# Need Help with Figured Bass



## gardibolt

My figured bass is plenty rusty. I am working on reconstructing a performing edition of a lost Beethoven piece that has quite a bit of figured bass, and while I can handle most of it from what I remember and Albrechtsberger's treatise on thoroughbass, there are a few spots that I'm unsure about since my best guesses at them sound quite nasty, to be charitable.

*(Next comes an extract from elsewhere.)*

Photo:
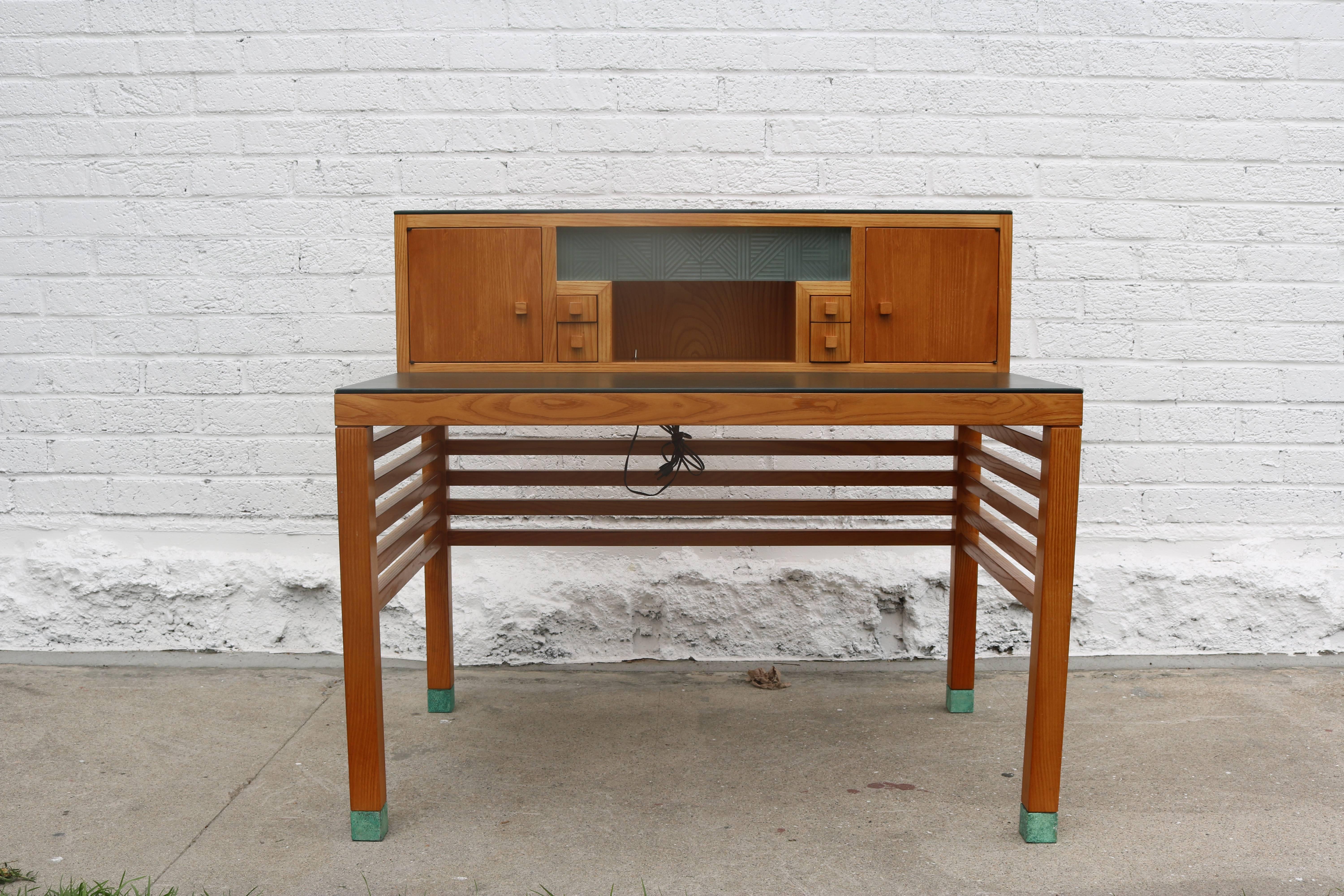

The piece is in B-flat major (two flats), though it involves wild if not outrageous harmonies. There is a piano playing the figured bass, against a tenor vocal. Here are the problem chords, if anyone can help me out--the interaction of the key signature with the vocal line and the figures is what's giving me the most trouble:

1) Bass note is an A-sharp. The figure is a 5# and a 6 with a line through it pointing down to the right, so in effect 6#. Vocal note is a D.
2) Bass is a G. The figure is a 7#. Vocal note is a D.
3) Bass is a C-flat. Figure is a 7-flat. Vocal note is once again a D.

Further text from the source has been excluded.